随着一声脆响,门上的大锁被打开,林禹丞推着老蛇进了银仓。
「谁!」门口不极远处的一个守卫听到声响后有些警惕的追问道,其余人听到声线连忙往大门处围拢过来。
「是我,」老蛇装作很镇定地来到守卫面前,「雷公派我来查验一下银子,你们回去做自己的事吧。」在这些手下面前他还是有些威严的,倒没有露出何马脚。
那些守卫看到是帮主雷公的义子便置于心来,后面的林禹丞也只当是老蛇的下属。
就在他们放松警惕之时,林禹丞动了。
他率先冲到最近的两个守卫面前,在他们惊愕的眼神中打在两人的喉咙上。
咔嚓!
只听两个骨裂声这时响起,那两个守卫的喉骨被林禹丞的重拳打碎,鲜血顿时从嘴里喷涌未出。
剩余的几人被眼前蓦然发生的一幕给惊呆了,愣愣地望着在不停抽搐的两人。
林禹丞可不会等他们反应过来,他拿着刚从守卫那里夺过来的大刀,一挥一砍之间又是干掉了两人,此时守卫只剩下3个。
他们此刻终究反应了过来,举起手中的武器挥向林禹丞,其中一个还大叫道:「老蛇,你疯了!你想背叛雷公吗,竟然敢杀我们。
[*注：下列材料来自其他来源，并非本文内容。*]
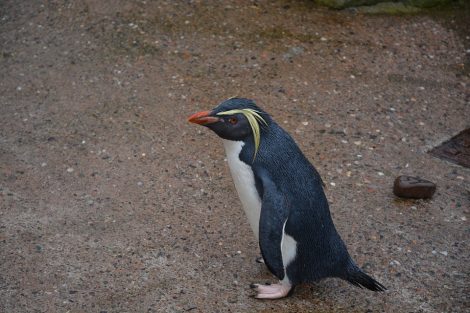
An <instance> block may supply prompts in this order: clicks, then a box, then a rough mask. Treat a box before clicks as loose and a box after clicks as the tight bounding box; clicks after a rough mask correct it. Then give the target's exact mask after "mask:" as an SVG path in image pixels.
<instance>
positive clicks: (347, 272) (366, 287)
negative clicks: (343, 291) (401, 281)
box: [345, 264, 387, 292]
mask: <svg viewBox="0 0 470 313" xmlns="http://www.w3.org/2000/svg"><path fill="white" fill-rule="evenodd" d="M345 279H346V280H347V281H348V282H349V283H351V284H353V285H354V286H357V287H359V288H367V289H369V290H372V291H379V292H382V291H385V290H387V288H385V286H384V285H382V284H381V283H379V282H378V281H376V280H375V279H373V278H372V277H370V276H369V275H367V274H366V273H364V272H363V271H362V270H361V269H360V268H359V267H357V266H356V265H355V264H351V265H350V266H349V268H348V271H347V274H346V277H345Z"/></svg>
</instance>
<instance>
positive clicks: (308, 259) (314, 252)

」
老蛇苦笑地摇了摇头,不是他要背叛,而是不得不背叛呐,在威胁到生命的情况下他只是选择了对自己最有利的一条路而已,他此时业已彻底没有退路了。
三个喽啰除了身体健壮根本没什么本事,很快就被林禹丞给送上西天。
老蛇见状走到一扇门前,将门推开后往旁边一让,对着林禹丞说道:「银子全在这个地方了,这是黑虎帮赚了十几年的银子,我都不清楚有多少。」
林禹丞将沾满鲜血的刀往地上一扔,缓步来到大门处,目光顿时被里面白花花的银两给吸引住了。
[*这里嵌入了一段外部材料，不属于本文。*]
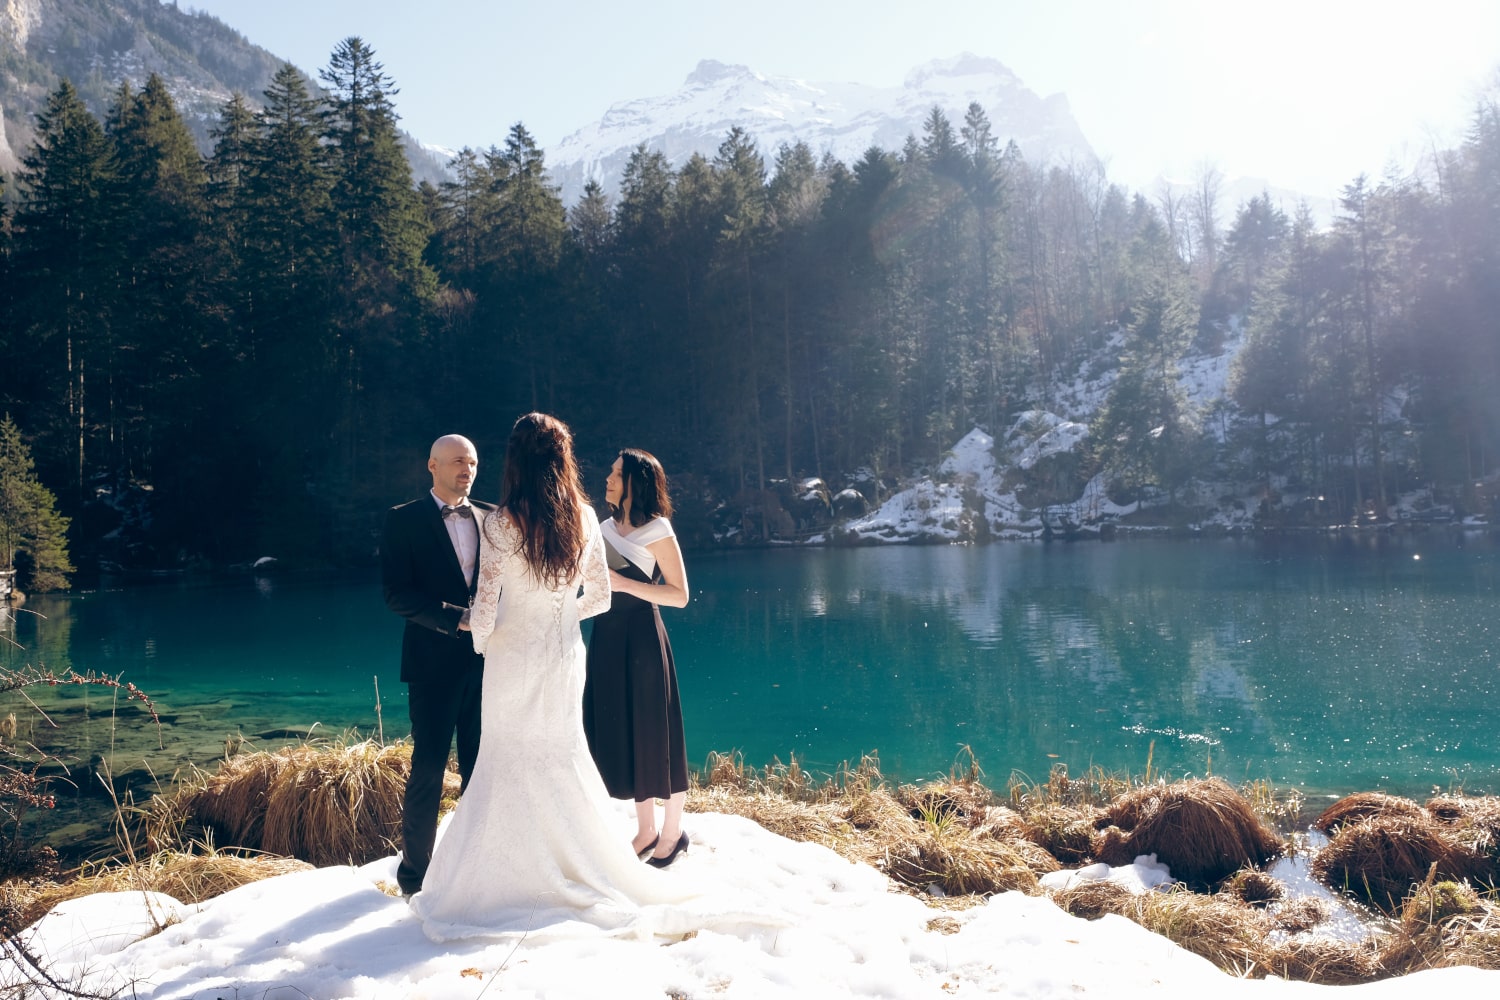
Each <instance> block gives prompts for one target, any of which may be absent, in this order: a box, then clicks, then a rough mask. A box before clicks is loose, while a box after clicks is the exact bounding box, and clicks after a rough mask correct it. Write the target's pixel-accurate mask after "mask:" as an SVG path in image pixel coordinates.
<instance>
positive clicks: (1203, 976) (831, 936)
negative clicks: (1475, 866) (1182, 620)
mask: <svg viewBox="0 0 1500 1000" xmlns="http://www.w3.org/2000/svg"><path fill="white" fill-rule="evenodd" d="M619 807H621V808H619V814H618V822H619V837H621V843H624V841H625V840H628V838H630V835H631V834H633V831H634V817H633V810H631V807H630V804H619ZM687 828H688V829H690V831H691V835H693V846H691V849H690V850H688V852H687V853H685V855H682V856H681V858H679V859H678V862H676V864H673V865H672V867H670V868H667V870H664V871H661V873H660V874H661V877H663V879H673V880H678V882H679V883H681V885H684V886H691V888H694V889H696V891H699V892H702V894H703V898H705V900H708V903H709V904H711V903H712V900H714V897H715V894H720V892H724V894H729V892H735V894H742V892H745V891H751V892H756V894H757V900H759V903H757V906H759V907H760V913H759V919H757V922H756V924H735V922H732V921H721V922H715V924H711V925H705V927H703V928H702V930H699V931H697V933H696V934H693V936H690V937H687V939H685V940H678V939H652V937H649V936H639V937H604V936H603V934H601V933H600V931H594V930H591V928H586V927H576V925H571V924H567V925H558V927H534V928H531V930H529V931H528V933H526V936H525V937H520V936H519V934H511V936H508V937H484V939H469V940H459V942H446V943H434V942H429V940H428V939H426V937H425V934H423V931H422V924H420V922H419V921H417V918H416V916H414V915H413V912H411V909H410V907H408V904H407V903H405V901H402V900H401V898H399V897H390V895H387V894H384V892H381V889H380V883H381V882H387V883H389V882H393V880H395V868H396V859H395V858H387V859H381V861H377V862H374V864H371V865H365V867H362V868H350V867H332V868H318V870H311V871H300V873H293V874H287V876H279V877H275V879H267V880H264V882H257V883H251V885H246V886H240V888H239V889H234V891H231V892H228V894H225V895H220V897H216V898H213V900H208V901H205V903H202V904H196V906H184V904H180V903H177V901H175V900H171V898H169V897H159V895H148V894H141V892H127V894H99V895H93V897H84V898H80V900H75V901H71V903H63V904H60V906H58V907H57V909H54V910H52V912H51V913H49V915H48V916H45V918H42V921H40V922H39V924H36V925H34V927H33V928H31V930H30V931H27V933H26V934H27V937H24V939H23V940H24V945H26V946H27V948H28V949H30V951H33V952H36V954H39V955H42V957H43V958H45V961H46V963H48V966H49V972H52V973H54V975H57V976H58V978H60V979H62V981H63V982H69V984H77V985H81V987H84V988H86V990H93V991H96V993H98V994H110V993H111V991H114V990H120V988H124V993H123V996H132V997H139V999H141V1000H145V999H150V997H174V999H181V1000H189V999H192V1000H213V999H228V997H245V999H248V997H272V999H275V997H288V999H294V997H296V999H306V997H317V999H318V1000H338V999H341V997H359V999H371V1000H374V999H377V997H378V999H380V1000H392V999H395V997H402V999H419V997H420V999H431V1000H441V999H449V997H452V999H460V997H462V999H465V1000H480V999H481V997H486V996H487V997H505V999H507V1000H529V999H546V1000H564V999H568V1000H571V999H574V997H577V999H580V1000H582V999H589V1000H594V999H597V997H610V1000H637V999H639V1000H646V999H649V1000H661V997H667V996H688V997H709V996H712V997H724V1000H747V999H754V1000H762V999H772V997H774V999H784V997H820V999H825V1000H837V999H840V997H870V999H876V997H879V999H880V1000H906V999H912V1000H918V999H922V1000H948V999H950V997H960V999H962V997H974V999H978V997H995V996H1004V997H1013V999H1022V1000H1028V999H1029V1000H1050V999H1055V997H1056V999H1062V997H1068V999H1070V1000H1076V999H1077V997H1080V996H1082V997H1112V999H1115V1000H1119V999H1125V1000H1130V999H1133V997H1163V999H1167V997H1173V999H1178V997H1215V1000H1239V999H1241V997H1244V999H1245V1000H1283V999H1292V1000H1395V999H1403V1000H1404V999H1410V1000H1419V999H1425V997H1434V996H1440V997H1445V999H1446V1000H1470V999H1473V1000H1479V999H1487V1000H1488V999H1490V997H1494V996H1496V994H1497V991H1500V972H1496V970H1479V969H1469V967H1463V969H1442V970H1425V972H1421V973H1415V975H1412V976H1406V978H1394V979H1385V981H1379V982H1374V984H1365V985H1359V987H1316V985H1310V984H1302V982H1287V981H1280V979H1241V978H1235V976H1230V975H1227V973H1224V972H1220V970H1218V969H1217V967H1214V966H1212V964H1211V963H1209V961H1208V960H1203V958H1199V957H1197V955H1193V954H1191V952H1187V951H1184V949H1181V948H1178V946H1176V945H1173V943H1172V942H1169V940H1167V939H1166V937H1160V936H1157V934H1152V933H1151V931H1146V930H1145V928H1142V927H1140V925H1137V924H1133V922H1131V921H1128V919H1125V918H1122V916H1106V918H1103V919H1098V921H1085V919H1080V918H1074V916H1070V915H1067V913H1064V912H1062V910H1061V909H1058V907H1056V906H1055V904H1053V903H1052V901H1050V900H1047V898H1044V897H1028V895H1025V894H1020V892H1004V894H999V895H996V897H992V898H990V901H989V903H987V904H984V906H980V907H974V909H969V910H962V912H944V910H938V909H932V907H929V906H926V904H924V903H922V901H921V900H916V898H915V897H910V895H906V894H900V892H892V891H891V888H889V883H888V882H886V879H885V876H882V874H879V873H877V871H874V870H873V868H868V867H864V865H856V864H852V862H847V861H844V859H841V858H838V856H837V855H834V853H832V852H831V850H828V849H825V847H820V846H816V844H805V843H793V841H789V840H784V838H781V837H777V835H774V834H769V832H766V831H763V829H762V828H759V826H756V825H754V823H751V822H750V820H745V819H739V817H732V816H721V814H712V813H694V814H690V816H688V817H687ZM1058 877H1061V879H1062V880H1067V879H1070V877H1109V879H1112V880H1115V882H1118V883H1121V885H1125V886H1128V888H1131V889H1136V891H1143V892H1145V891H1154V888H1158V886H1161V885H1163V883H1164V882H1167V883H1170V873H1167V871H1166V870H1164V868H1163V867H1161V865H1157V864H1154V856H1152V858H1139V859H1137V861H1136V864H1134V865H1127V867H1122V868H1113V870H1112V868H1109V867H1107V865H1095V867H1092V868H1089V870H1083V871H1082V873H1077V874H1073V876H1070V874H1064V873H1055V874H1053V876H1047V879H1058ZM739 901H742V900H741V898H738V897H736V904H738V903H739ZM703 912H705V913H706V912H708V910H706V909H705V910H703ZM153 913H154V919H153ZM766 918H772V919H771V922H769V924H768V922H766ZM936 918H945V919H942V921H939V922H938V924H936V925H935V924H933V921H935V919H936ZM157 922H160V924H166V927H165V928H163V930H160V931H157V928H156V924H157ZM7 975H15V967H13V964H12V963H9V961H0V988H3V985H5V981H6V976H7ZM111 996H113V994H111Z"/></svg>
虽然在电影里看过此物场景,但是林禹丞发现真实的情况远不是电影里能展现出来的,成箱的银子堆在一起,整个室内除了一条小道几乎没有下脚的地方。
这得有多少两银子啊!林禹丞暗叹一声,一个偏安一隅的小帮派都能从老百姓彼处压榨出这么多财物,可想而知现在的清朝腐败成什么样子了,况且这些还是拿的小头,大头全在那些洋商手里,实在是让人觉着悲哀。
他不再多想,走到室内内,心神一动,在老蛇一副见鬼的表情之下将所有的银两收入空间,连根毛都没剩。
「你…这怎么回事…银子呢?」老蛇结结巴巴地将话说了出来,面上的震惊之色丝毫未减,刚才的那一幕实在是太让人难以置信,一眨眼之间银子就统统消失了。
林禹丞双眸定定地望着老蛇,心里不清楚在想些什么,他原本是想直接杀了他了事的,然而之前他懦弱的表现让他改变了计划,留着这人或许会有用。
老蛇被林禹丞盯得浑身发毛,生怕他下一刻就会出手杀了他,刚才那神奇的一幕早就被他抛之脑后,命都快没了还要何求知欲啊。
砰!
这种沉默让人感到有些不自在。
老蛇双腿一曲跪在地上,磕着头求饶道:「这位爷,这位大人,您饶了我吧,我肯定不会把今日的事情说出去的,您可千万别杀我呀。」
林禹丞先是一愣,把嘴边的话咽了进去,刚想说自己不会杀他,他就来了这一出,说出来就有点打击人了,白跪了。
他看着此物人才摇头叹息说道:「好了好了,念你这么诚恳的份上我今日就不杀你了,只不过我有事要你去办,我相信你不会推辞吧。」
老蛇一听自己性命无忧,大喜道:「这个自然,我以后就是你的人了,您有何吩咐尽管说,我一定照办。」
林禹丞不怕老蛇说谎,银仓的银子都没了,只要他不是傻子就不会违背自己的意愿,不然自己随意把谣言一散他就玩完了。